姑且不論中國併吞台灣的野心有沒有「萬變」,與十三億的中國庶民如何交流,也不論「中國事務部」與「中國事務委員會」的設置、或謝的訪中,能否讓民進黨對中國的瞭解突飛猛進,我們無法苟同的毋寧是,蘇在這件事上完全沒 有體認到自己是民進黨的主席,沒有站在黨主席的高度評斷謝的中國行。這包括兩方面:在程序面,謝做為民進黨的領袖人物接受邀訪,出訪前有無獲得授權在外提 出個人政治主張,必須澄清;再則在實質面,謝個人主張的內容是否符合民進黨的黨綱,更要確認。蘇既不究責謝長廷的自行其是、為所欲為,也不比較「憲法各表」與民進黨的「制憲正名」是否相容,只憑謝與自己「面對中國」的姿態一致,就把謝此行視為「自信積極與中國互動」而予肯定,這顯示蘇是以主觀的好惡在領導民進黨,是以個人的見解凌駕於民進黨的綱領之上。照說做為反對黨的主席,一旦得悉任何台灣人 ─ 不論其政黨屬性、也不論其身份地位 ─ 公開提出中國政策的己見,都應嚴肅看待、求知若渴,凡有獨到可行的見解,要追根究柢、不恥下問,凡有損台灣利益的言論,若無從制止,至少也該痛陳其弊、嚴加譴責。這不只是對連戰、吳伯雄、蘇起、金溥聰等壞人的「妖言」如此,對自己人謝長廷的「謬論」更不能例外,否則就是「以人廢言」,有失原則,勢必貶損政黨的公信力。然而蘇對謝在中國的自作主張,只用一句「辛苦啦」輕描淡寫帶過,對「憲法各表」則表示「會與其他不同意見都做為以後參考」,就沒了下文。這種「大事化小、小事化無」的領導風格,讓黨員同志如何明辨是非、知所適從?讓台灣人民如何心悅臣服、付託未來?

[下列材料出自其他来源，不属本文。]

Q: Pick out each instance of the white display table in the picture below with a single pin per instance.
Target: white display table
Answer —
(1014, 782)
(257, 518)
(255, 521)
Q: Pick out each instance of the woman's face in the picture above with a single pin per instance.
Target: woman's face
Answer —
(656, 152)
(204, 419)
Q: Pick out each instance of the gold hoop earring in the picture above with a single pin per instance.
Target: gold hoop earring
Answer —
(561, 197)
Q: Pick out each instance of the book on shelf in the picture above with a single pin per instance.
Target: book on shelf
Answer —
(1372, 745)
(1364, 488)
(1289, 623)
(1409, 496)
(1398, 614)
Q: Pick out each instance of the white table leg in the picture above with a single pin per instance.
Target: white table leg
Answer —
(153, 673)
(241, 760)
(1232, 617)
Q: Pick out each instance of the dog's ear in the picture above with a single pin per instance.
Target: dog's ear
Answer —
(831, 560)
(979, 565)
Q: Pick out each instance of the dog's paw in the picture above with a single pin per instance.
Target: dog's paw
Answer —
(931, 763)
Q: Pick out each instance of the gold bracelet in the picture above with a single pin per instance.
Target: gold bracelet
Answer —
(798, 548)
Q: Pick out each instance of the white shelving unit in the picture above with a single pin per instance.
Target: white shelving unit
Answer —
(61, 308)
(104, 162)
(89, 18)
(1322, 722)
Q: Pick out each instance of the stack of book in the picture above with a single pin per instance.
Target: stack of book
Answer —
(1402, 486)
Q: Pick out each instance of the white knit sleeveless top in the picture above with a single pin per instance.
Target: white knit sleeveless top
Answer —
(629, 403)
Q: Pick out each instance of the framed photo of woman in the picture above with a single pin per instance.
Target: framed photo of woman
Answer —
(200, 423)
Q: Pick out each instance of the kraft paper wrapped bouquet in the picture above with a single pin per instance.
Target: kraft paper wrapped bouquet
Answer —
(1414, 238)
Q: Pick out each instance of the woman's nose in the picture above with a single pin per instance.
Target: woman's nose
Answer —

同樣的道理,謝既在黨內公開質疑《黨綱》裡的三個「決議文」,據悉僅游錫堃中常委當場提出反駁,反倒是蘇主席卻老神在在,像是在看戲的旁觀者,沒有依據自己對「決議文」的理解,參與論辯、切磋琢磨;當討論無法取得共識時,也沒有依照自己主席的職權裁示再議或交付研究。最令人傻眼的是,事後居然還以「仙拼仙」趣稱謝與游的爭論,好像這是一場大老之間無關緊要的意氣之爭、或是一次無所謂孰是孰非的口舌之辯,如此怎能消弭謝長廷心中的疑惑與不平?又怎能維護黨綱做為政黨靈魂的尊嚴?蘇主席對三個「決議文」再怎麽生疏,也應該即席翻出民進黨《黨綱》最前面、也最重要的「基本綱領」部份,在第一段就可讀到:「…台灣本應就此主權獨立之事實制憲建國,…但由於國民黨一意藉著『全中國唯一合法政府』之虛構,維持大而無當的『中華民國五權憲法體制』,…不僅對內造成憲政改造的僵局、對外引起中共之覬覦野心;…也無法正常地參與國際社會;甚至造成台灣人民國家意識的模糊。…」等語,對《中華民國憲法》的立場何等斬釘截鐵,謝長廷能不低頭?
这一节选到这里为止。